Anonyme

Publié il y a plus de 8 ans

Demain je serais encore là

J'ai passé la majeure partie de ma vie à me demander pourquoi je ratais
tout ce que je pouvais entreprendre, pourquoi mon rapport aux autres
était si difficile depuis l'école, pourquoi je séchais les cours presque
contre ma volonté à partir du collège, pour finir par échouer dans mes
études, faute d'aller suffisamment à la fac, pourquoi mes expériences
professionnelles et amoureuses se passaient globalement très mal,
pourquoi je cherchais obstinément à m'intégrer alors même que l'accès au
monde me semble à jamais interdit, comme si j'expiais une faute, comme
si ma simple existence était un parjure.
Pourquoi le regard des autres m'est si pesant depuis l'adolescence,
sentiment qui confine volontiers à la paranoia, pourquoi malgré cela
j'ai eu la force et la volonté de vivre des expériences extrêmes,
marginales, et dans le cadre d'une sociabilité branlante mais néanmoins
existante à certains moments.

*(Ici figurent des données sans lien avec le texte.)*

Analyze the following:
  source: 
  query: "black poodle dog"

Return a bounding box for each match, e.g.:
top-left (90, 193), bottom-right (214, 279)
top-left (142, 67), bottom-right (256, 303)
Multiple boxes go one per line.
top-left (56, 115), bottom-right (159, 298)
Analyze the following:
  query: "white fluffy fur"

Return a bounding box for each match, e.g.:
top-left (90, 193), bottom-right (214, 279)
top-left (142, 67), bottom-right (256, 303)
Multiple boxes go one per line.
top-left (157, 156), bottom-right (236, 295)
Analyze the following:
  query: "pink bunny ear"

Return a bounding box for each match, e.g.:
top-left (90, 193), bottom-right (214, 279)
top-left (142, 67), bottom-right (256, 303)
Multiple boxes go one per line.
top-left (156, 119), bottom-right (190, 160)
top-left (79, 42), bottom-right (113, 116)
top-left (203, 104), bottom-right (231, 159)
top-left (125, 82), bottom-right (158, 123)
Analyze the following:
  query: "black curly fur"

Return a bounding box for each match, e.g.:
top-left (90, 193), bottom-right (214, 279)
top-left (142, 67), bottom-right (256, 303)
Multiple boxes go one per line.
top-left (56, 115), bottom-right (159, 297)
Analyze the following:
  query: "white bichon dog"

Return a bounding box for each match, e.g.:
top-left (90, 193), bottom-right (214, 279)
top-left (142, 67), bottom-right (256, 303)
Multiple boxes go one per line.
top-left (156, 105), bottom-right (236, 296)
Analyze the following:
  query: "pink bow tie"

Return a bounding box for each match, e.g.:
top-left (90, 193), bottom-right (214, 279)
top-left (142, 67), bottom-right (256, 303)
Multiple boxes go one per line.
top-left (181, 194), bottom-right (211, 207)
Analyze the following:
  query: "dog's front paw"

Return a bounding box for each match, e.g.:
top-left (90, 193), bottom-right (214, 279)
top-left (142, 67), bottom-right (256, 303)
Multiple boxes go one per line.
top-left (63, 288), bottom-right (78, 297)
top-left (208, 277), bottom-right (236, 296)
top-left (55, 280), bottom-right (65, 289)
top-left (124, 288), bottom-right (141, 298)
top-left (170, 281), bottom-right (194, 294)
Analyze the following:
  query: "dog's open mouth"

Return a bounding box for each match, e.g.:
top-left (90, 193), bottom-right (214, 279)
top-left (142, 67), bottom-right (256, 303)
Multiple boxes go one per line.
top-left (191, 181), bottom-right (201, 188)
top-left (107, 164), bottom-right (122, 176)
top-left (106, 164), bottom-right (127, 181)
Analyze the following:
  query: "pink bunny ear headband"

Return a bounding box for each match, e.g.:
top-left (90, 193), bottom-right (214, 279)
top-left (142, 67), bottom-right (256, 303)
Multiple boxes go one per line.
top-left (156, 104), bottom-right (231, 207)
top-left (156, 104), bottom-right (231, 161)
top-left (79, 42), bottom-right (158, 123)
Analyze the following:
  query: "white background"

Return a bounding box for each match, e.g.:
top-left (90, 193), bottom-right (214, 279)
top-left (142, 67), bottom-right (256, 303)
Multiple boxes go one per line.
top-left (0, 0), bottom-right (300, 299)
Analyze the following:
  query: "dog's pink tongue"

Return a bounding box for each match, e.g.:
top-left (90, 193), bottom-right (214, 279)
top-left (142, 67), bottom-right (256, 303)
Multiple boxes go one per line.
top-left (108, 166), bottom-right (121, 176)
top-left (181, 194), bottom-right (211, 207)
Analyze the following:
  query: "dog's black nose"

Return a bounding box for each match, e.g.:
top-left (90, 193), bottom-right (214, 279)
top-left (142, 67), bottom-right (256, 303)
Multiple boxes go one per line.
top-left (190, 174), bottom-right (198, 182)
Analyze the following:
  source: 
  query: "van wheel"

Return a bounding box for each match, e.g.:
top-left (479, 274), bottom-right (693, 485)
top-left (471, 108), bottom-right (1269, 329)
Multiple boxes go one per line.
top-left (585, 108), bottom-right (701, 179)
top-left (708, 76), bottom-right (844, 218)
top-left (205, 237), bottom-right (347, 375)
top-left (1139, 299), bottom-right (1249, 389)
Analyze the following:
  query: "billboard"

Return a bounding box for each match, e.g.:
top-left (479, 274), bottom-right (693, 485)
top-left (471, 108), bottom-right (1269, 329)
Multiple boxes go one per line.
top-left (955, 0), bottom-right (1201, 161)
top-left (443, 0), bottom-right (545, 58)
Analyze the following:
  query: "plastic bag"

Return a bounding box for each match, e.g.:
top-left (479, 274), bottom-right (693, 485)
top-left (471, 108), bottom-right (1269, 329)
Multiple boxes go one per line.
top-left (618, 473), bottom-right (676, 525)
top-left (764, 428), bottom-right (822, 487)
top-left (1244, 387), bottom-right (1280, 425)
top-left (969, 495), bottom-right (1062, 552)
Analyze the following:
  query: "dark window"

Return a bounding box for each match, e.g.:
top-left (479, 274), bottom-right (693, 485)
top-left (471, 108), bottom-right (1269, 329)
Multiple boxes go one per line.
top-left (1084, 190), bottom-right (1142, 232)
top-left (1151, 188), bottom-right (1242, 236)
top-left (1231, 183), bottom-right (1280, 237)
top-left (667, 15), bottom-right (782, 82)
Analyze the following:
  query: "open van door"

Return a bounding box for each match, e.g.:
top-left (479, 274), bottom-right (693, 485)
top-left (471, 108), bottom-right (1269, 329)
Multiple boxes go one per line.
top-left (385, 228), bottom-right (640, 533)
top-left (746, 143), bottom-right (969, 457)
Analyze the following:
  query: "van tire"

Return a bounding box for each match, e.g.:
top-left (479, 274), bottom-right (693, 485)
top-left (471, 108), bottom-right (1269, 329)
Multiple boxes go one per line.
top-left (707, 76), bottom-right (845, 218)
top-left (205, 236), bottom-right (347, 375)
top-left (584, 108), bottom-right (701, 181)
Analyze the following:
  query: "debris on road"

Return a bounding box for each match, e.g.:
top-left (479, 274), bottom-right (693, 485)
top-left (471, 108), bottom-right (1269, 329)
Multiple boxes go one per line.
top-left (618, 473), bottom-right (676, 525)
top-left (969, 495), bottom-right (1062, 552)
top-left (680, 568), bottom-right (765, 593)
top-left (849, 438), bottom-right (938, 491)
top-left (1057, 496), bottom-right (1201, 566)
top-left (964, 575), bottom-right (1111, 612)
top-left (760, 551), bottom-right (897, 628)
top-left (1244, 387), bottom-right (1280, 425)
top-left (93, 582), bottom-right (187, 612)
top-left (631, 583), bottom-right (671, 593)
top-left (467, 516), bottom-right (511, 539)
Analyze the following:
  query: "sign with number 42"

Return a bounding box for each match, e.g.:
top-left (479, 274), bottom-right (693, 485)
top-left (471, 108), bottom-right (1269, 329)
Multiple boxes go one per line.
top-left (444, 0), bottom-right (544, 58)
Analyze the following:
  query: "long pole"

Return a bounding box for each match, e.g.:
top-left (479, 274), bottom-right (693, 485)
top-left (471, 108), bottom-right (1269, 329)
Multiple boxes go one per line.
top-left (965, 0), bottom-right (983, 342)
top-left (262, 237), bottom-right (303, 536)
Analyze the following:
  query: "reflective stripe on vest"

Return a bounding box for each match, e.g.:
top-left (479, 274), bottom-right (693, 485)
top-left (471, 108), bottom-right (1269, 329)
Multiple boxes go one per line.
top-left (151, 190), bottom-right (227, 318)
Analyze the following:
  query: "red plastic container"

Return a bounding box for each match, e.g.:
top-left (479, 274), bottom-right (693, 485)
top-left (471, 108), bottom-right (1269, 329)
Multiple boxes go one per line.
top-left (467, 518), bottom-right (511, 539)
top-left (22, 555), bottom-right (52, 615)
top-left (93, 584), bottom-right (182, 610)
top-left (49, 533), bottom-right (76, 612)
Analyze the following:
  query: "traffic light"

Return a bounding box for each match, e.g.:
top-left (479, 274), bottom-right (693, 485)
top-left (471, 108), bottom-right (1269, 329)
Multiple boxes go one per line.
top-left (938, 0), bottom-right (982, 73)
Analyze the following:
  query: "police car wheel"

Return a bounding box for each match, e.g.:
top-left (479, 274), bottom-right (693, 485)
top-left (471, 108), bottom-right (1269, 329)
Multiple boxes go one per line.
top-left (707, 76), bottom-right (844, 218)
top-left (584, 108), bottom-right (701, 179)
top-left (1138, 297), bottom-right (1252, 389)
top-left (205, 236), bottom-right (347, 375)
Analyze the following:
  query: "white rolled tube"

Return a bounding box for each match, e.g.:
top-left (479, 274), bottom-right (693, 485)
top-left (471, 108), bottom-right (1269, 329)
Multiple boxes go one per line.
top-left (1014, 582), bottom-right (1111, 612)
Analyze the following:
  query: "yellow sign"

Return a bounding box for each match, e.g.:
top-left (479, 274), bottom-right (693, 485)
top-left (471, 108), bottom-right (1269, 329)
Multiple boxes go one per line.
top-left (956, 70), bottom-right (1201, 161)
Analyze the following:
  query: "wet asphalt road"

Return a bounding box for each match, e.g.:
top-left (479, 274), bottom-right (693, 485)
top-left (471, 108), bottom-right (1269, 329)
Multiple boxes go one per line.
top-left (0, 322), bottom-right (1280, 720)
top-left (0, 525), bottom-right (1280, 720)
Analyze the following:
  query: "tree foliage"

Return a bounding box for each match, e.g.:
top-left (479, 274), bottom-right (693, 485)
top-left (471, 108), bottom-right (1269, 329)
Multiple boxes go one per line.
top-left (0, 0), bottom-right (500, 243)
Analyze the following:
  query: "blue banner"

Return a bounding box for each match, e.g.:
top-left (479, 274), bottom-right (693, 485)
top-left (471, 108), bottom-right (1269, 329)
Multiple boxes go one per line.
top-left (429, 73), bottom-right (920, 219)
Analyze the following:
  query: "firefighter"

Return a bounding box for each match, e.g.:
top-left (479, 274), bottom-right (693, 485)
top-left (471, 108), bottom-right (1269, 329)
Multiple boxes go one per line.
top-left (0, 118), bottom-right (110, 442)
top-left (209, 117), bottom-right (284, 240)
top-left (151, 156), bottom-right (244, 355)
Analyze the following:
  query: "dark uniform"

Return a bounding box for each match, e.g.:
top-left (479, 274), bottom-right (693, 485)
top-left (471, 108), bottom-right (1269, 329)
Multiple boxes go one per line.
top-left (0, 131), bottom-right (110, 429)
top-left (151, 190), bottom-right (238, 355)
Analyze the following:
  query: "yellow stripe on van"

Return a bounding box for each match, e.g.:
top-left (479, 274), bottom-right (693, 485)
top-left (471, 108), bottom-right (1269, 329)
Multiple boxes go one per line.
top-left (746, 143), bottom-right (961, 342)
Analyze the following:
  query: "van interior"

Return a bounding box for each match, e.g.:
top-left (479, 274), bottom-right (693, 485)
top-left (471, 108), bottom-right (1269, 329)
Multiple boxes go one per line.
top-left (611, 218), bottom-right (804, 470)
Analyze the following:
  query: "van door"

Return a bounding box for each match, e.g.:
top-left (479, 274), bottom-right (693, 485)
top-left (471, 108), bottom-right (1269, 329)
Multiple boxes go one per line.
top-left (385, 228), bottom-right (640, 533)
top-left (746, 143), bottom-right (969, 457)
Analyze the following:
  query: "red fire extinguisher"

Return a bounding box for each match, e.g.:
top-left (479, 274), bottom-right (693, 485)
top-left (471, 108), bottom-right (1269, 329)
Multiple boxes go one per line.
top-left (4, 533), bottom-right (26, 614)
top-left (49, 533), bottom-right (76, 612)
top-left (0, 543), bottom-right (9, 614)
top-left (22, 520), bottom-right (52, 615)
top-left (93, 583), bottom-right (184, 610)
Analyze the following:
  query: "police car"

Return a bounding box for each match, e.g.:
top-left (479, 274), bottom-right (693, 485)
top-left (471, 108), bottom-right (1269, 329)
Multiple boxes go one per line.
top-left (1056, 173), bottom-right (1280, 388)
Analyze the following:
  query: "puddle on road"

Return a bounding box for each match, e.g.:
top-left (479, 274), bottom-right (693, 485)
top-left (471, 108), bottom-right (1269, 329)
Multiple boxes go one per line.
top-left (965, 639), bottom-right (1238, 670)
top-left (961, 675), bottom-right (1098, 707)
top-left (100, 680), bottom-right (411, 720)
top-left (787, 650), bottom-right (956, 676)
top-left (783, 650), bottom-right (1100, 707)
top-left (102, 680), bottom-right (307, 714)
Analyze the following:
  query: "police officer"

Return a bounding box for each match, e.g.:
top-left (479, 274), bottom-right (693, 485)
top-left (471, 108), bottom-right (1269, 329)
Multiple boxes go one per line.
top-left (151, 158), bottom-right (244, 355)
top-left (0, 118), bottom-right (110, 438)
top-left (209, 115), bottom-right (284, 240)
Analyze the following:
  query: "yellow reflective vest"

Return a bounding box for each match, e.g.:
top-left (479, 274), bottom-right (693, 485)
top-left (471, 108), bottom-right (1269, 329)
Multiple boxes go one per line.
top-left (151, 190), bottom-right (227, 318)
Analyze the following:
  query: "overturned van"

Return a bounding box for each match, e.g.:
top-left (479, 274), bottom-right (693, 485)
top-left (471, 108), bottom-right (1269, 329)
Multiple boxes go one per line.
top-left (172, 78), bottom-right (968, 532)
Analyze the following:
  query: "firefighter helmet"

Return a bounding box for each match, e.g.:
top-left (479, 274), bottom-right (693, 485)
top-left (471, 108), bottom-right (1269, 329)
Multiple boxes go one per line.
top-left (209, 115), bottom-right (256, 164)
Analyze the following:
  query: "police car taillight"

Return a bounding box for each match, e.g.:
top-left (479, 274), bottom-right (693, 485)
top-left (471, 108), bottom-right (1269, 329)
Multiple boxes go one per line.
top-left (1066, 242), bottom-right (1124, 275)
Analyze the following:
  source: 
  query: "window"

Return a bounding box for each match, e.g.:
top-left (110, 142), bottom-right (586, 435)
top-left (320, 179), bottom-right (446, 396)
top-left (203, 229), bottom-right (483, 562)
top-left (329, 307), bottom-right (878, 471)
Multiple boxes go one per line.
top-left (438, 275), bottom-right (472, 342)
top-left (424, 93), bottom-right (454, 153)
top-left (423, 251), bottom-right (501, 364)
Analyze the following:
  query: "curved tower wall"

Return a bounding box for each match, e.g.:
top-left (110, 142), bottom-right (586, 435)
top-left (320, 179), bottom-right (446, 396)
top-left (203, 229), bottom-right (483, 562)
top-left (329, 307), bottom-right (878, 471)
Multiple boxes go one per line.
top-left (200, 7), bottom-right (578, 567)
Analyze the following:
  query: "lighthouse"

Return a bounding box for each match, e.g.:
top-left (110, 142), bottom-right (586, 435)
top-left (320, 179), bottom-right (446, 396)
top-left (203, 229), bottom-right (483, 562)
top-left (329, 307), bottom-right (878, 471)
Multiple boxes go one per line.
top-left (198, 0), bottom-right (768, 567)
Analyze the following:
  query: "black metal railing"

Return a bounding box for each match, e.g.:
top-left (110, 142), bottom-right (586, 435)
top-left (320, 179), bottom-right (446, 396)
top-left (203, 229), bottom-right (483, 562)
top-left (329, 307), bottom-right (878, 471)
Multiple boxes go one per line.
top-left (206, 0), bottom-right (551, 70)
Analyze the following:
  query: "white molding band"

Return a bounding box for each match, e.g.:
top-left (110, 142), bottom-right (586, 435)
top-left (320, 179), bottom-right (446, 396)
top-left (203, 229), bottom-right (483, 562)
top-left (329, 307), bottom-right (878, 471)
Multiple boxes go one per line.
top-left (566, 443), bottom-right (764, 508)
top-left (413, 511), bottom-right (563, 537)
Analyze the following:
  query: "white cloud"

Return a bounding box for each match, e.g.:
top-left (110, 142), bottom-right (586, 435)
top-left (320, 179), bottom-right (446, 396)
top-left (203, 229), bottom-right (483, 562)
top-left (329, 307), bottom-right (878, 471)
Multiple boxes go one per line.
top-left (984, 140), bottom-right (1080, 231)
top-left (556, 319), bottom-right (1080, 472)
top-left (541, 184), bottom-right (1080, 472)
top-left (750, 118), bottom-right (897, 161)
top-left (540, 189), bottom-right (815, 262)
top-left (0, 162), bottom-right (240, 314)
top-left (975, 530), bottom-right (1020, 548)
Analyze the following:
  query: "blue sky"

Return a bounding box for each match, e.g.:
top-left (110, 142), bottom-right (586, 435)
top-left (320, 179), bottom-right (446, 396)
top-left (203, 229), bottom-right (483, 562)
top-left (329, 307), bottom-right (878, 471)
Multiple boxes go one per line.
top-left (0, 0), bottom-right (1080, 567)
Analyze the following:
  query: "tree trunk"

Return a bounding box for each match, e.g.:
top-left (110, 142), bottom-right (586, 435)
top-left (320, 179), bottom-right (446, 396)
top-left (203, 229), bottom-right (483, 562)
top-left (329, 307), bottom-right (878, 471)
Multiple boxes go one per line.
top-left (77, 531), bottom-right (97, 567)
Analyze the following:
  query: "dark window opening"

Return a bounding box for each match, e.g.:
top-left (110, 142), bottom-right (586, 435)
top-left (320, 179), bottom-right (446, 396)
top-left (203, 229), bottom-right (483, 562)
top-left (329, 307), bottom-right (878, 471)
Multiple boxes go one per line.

Les Rave-party à 14 ans, les mouvements
anarchistes, le mouvement gothique, tout cela je l'ai vécu en groupe,
même si je me suis toujours senti déphasé, fébrile, mais non moins exalté.
Puis l'intérêt pour la psychologie, la spiritualité, l'amour de la
poésie, de la musique classique, de la littérature romantique, vécu
aussi intensément que mes moments de déchéance, quand j'abusais de
l'alcool et que je me comportais sans dignité, essayant de singer une
sociabilité ou une séduction vaine et frelatée. Je tiens aussi à dire,
comme Schopenhauer, que le bruit a été l'un des plus grands fléaux de
mon existence. Je l'ai subi dans tous les lieux où j'ai vécu, jusqu'à
devenir fou, me battre avec mes voisins et finir au commissariat, de
nombreuses fois.
Me voilà désormais à 34 ans, errant dans la vie comme il y a vingt ans,
ayant longtemps cru à l'existence d'une autre rive mais flottant
désormais au milieu de nulle part. Ni les psys ni les lycées spécialisés
ne seront parvenus à faire dévier d'un pouce ma laborieuse destinée,
coincée entre de fausses injonctions à cultiver la sensibilité et à
s'adapter au monde, équation sans doute impossible. Mais je me dis que
quoiqu'il arrive, si je devais en mourir en implosant de l'intérieur,
cela se serait déjà produit; demain je serais encore là.